Pope Benedict XVI approved the decree of sainthood for Blessed André on 19 February 2010, with the formal canonization taking place on 17 October 2010.
He is the first Canadian living after Confederation to be canonized.
He was born Alfred Bessette in Mont-Saint-Grégoire, Canada East (Québec), a small town situated 40 kilometres (25 mi) southeast of Montreal. His father, Isaac Bessette, was a carpenter and lumberman, while his mother, Clothilde Foisy Bessette, saw to the education of the children. Bessette was the eighth of 12 children, four of whom died in infancy. At birth, Bessette was so frail that the curé baptized him "conditionally" in an emergency ritual the following day. In 1849, with employment scarce and his family living in poverty, Bessette's father moved to Farnham, Quebec to work as a lumberman, but was shortly thereafter killed by a falling tree. Bessette was nine years old, and his mother, at 40, remained with ten children in her care. Clothilde died of tuberculosis within three years, and Bessette became orphaned at the age of twelve.

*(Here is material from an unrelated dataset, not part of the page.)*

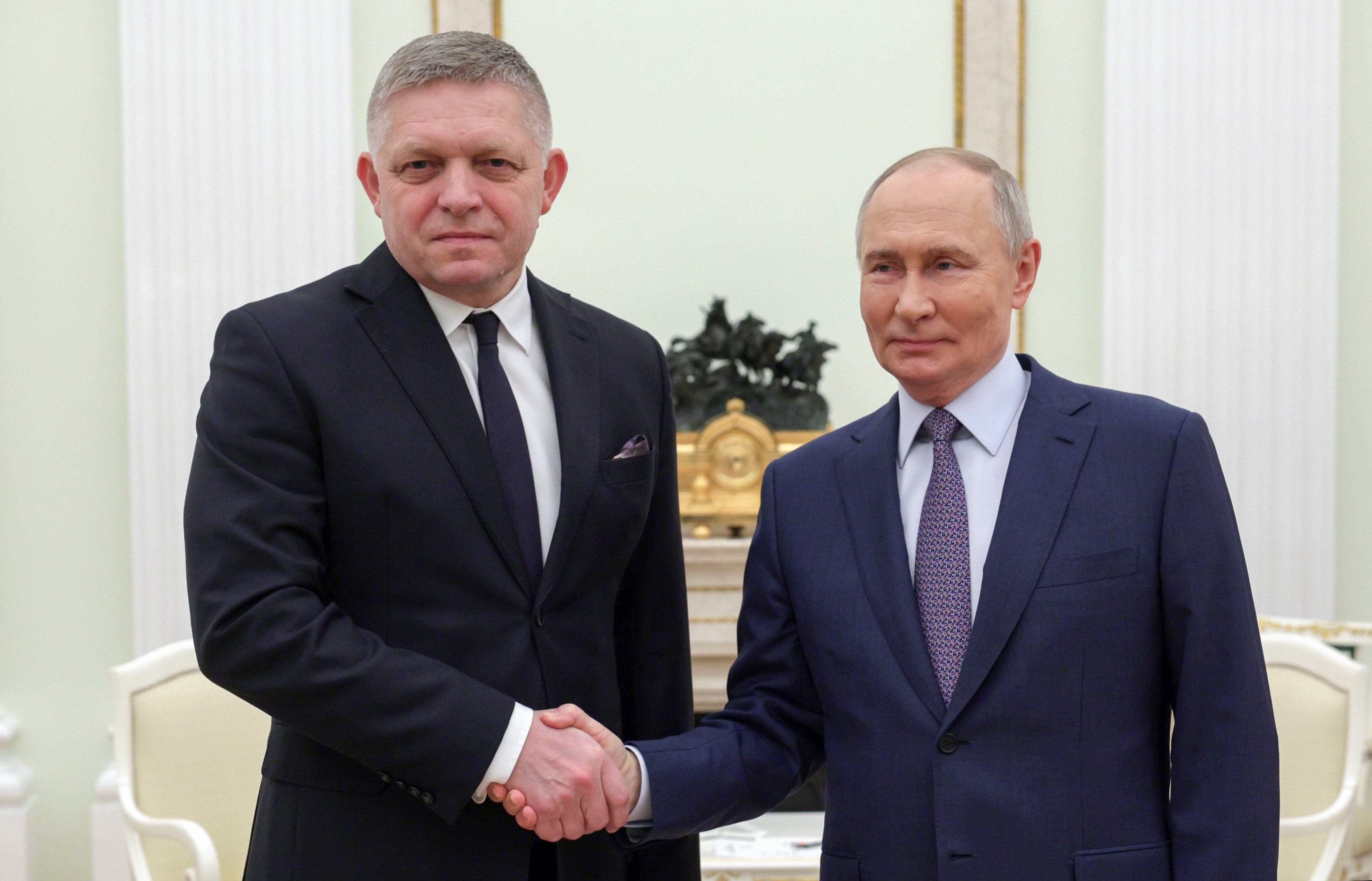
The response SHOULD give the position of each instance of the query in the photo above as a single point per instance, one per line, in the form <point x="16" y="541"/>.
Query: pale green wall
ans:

According to Laurent Boucher, author of the book Brother André: the Miracle Man of Mount Royal, Bessette was placed under the care of Timothée and Rosalie Nadeau of Saint-Césaire, Quebec following his mother's death. While with the Nadeau family, Bessette attended catechetical lessons taught by his parish's pastor, André Provençal. It was during these lessons that Bessette developed his two lifelong devotions: Saint Joseph and the Passion of Christ. In June 1858, at age 12, Bessette was confirmed by Bishop Jean-Charles Prince of the Diocese of Saint-Hyacinthe. When Bessette was 14, the Nadeaus began to send him to school. However, Bessette was soon removed from school, having only learned to read and sign his name, both with difficulty. Timothée Nadeau intended to train Bessette as a labourer, seeing no need for an orphan to be educated. Bessette soon left the Nadeaus and was brought in by Louis Ouimet, the mayor of Saint-Césaire. While living with the Ouimet family, Bessette had a series of short-lived occupations, working as a farmer, tinsmith, blacksmith, wheelwright, cobbler, and baker, all of which Bessette was too physically weak to sustain. Searching for work, Bessette moved to Moosup, Connecticut at the age of 18, where he joined several of his relatives in work at textile mills across Connecticut and Rhode Island. Bessette returned to Canada in 1867 following the Canadian Confederation.